CoursesChefAdvanced

Test Kitchen & InSpec

Test cookbooks before they ship.

Advanced12 min · lesson 10 of 12

Because cookbooks run as root on real machines, testing them before they ship is essential, and Chef has a mature stack. Test Kitchen spins up a throwaway instance (in Docker, a VM, or a cloud), applies your cookbook, and lets you verify the result — a full converge in a disposable environment. InSpec then asserts the machine is actually in the desired state: the package is installed, the port is listening, the file has the right mode.

THE kitchen test LOOP
1create
spin up throwaway instance (Docker/VM/cloud)
2converge
apply the cookbook
3verify
InSpec asserts machine state
4destroy
tear down the instance
kitchen test runs the whole cycle on every platform listed in kitchen.yml, so a Debian-vs-RHEL break is caught before production.
kitchen.yml
driver: { name: dokken } # docker-based test instances
provisioner: { name: chef_zero }
platforms:
- name: ubuntu-22.04
- name: rockylinux-9
suites:
- name: default
run_list: [recipe[web::default]]
verifier: { inspec_tests: [test/integration/default] }
test/integration/default/web_test.rb
describe package('nginx') do
it { should be_installed }
end
describe port(80) do
it { should be_listening }
end
describe file('/etc/nginx/nginx.conf') do
its('mode') { should cmp '0644' }
end

The full loop

kitchen test runs the whole cycle: create the instance, converge the cookbook, run the InSpec verifier, and destroy the instance — across every platform you listed, so you catch a Debian-vs-RHEL break before production does. Add cookstyle (Chef’s linter/style checker) for static analysis, and you have unit, integration, and lint coverage. This is what makes changing a widely-used cookbook safe.
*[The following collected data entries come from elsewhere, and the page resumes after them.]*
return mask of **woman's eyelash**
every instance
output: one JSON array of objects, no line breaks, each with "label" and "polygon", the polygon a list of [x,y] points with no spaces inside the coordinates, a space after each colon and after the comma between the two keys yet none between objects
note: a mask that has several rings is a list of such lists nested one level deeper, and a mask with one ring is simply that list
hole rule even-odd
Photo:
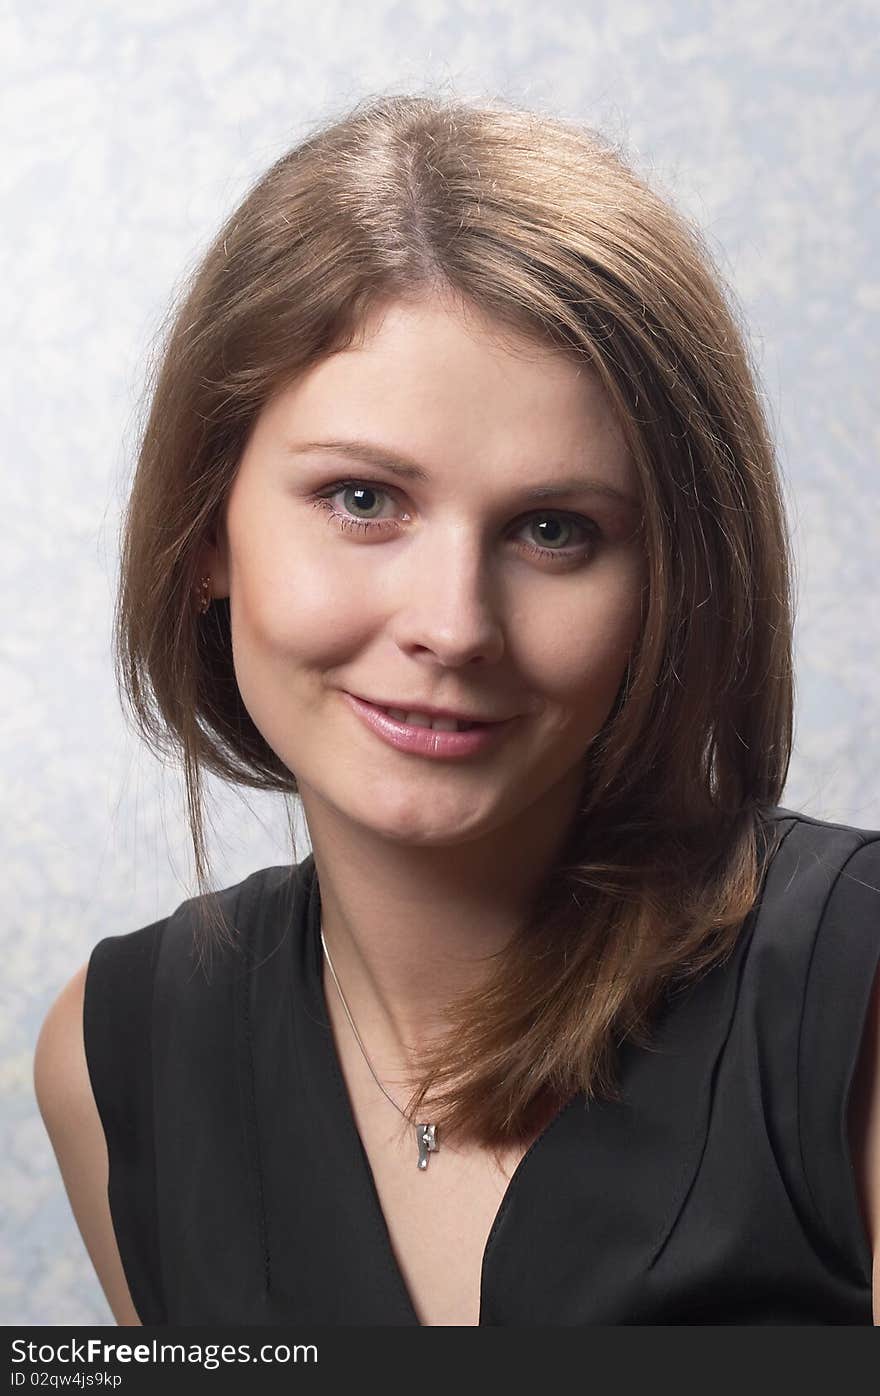
[{"label": "woman's eyelash", "polygon": [[[326,489],[313,495],[312,504],[316,509],[325,510],[330,515],[328,522],[342,532],[351,529],[359,533],[387,531],[389,528],[392,530],[397,529],[398,521],[396,519],[359,519],[352,514],[343,513],[341,510],[335,508],[333,504],[334,495],[339,494],[342,490],[350,489],[367,489],[371,493],[387,495],[389,498],[392,494],[392,491],[385,485],[372,484],[369,480],[337,480],[335,484],[328,485]],[[542,509],[540,511],[535,511],[530,517],[532,519],[564,519],[582,528],[587,535],[588,541],[585,544],[578,544],[575,547],[545,548],[536,543],[520,543],[520,546],[523,547],[527,553],[542,558],[548,558],[551,561],[559,559],[563,562],[571,562],[573,560],[578,561],[584,559],[588,554],[592,554],[600,537],[601,530],[599,529],[599,525],[593,519],[587,518],[583,514],[569,514],[564,510]]]}]

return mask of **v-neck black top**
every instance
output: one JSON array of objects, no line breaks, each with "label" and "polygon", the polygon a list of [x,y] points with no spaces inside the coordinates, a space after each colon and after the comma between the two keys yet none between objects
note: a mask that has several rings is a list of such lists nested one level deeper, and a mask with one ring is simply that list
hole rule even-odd
[{"label": "v-neck black top", "polygon": [[[666,996],[650,1048],[624,1045],[621,1100],[574,1097],[513,1174],[481,1325],[871,1323],[846,1112],[880,832],[764,818],[782,841],[732,954]],[[89,960],[86,1057],[141,1321],[417,1324],[330,1029],[314,857],[220,899],[240,948],[210,976],[193,900]]]}]

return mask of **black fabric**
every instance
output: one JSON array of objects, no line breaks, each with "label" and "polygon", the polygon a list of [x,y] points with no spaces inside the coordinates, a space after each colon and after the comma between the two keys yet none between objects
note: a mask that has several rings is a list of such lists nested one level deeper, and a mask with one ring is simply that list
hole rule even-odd
[{"label": "black fabric", "polygon": [[[89,958],[83,1038],[110,1176],[110,1214],[128,1287],[143,1322],[164,1322],[156,1219],[153,978],[167,921],[108,936]],[[143,1315],[154,1317],[147,1320]]]},{"label": "black fabric", "polygon": [[[880,833],[765,812],[731,955],[667,996],[622,1099],[575,1097],[514,1173],[480,1323],[870,1324],[846,1107],[880,959]],[[327,1015],[311,855],[100,941],[86,1054],[145,1324],[415,1325]],[[442,1257],[438,1258],[442,1264]]]}]

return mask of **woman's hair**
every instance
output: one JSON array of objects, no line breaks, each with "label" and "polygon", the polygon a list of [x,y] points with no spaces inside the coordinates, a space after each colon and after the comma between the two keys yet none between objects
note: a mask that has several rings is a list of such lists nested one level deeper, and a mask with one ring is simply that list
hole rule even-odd
[{"label": "woman's hair", "polygon": [[792,560],[756,370],[722,287],[698,230],[604,137],[499,100],[392,95],[277,160],[170,316],[114,653],[141,735],[182,756],[200,952],[228,934],[203,772],[297,793],[242,701],[228,600],[203,616],[193,600],[267,400],[356,342],[374,308],[442,296],[592,366],[638,471],[642,630],[567,846],[412,1078],[413,1117],[430,1097],[446,1137],[500,1146],[578,1091],[614,1098],[620,1043],[646,1043],[671,986],[730,952],[775,846],[761,811],[791,754]]}]

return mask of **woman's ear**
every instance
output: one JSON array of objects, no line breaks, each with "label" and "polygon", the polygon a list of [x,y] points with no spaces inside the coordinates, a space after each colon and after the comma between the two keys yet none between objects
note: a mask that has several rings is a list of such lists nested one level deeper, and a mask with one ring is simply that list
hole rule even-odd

Test on every platform the cookbook claims to support
A cookbook that supports Ubuntu and RHEL can pass on one and break on the other (different package names, paths, service managers). List every supported platform in kitchen.yml so kitchen test converges and verifies on all of them; a green test on only your dev OS is a false sense of safety for a cookbook that runs fleet-wide.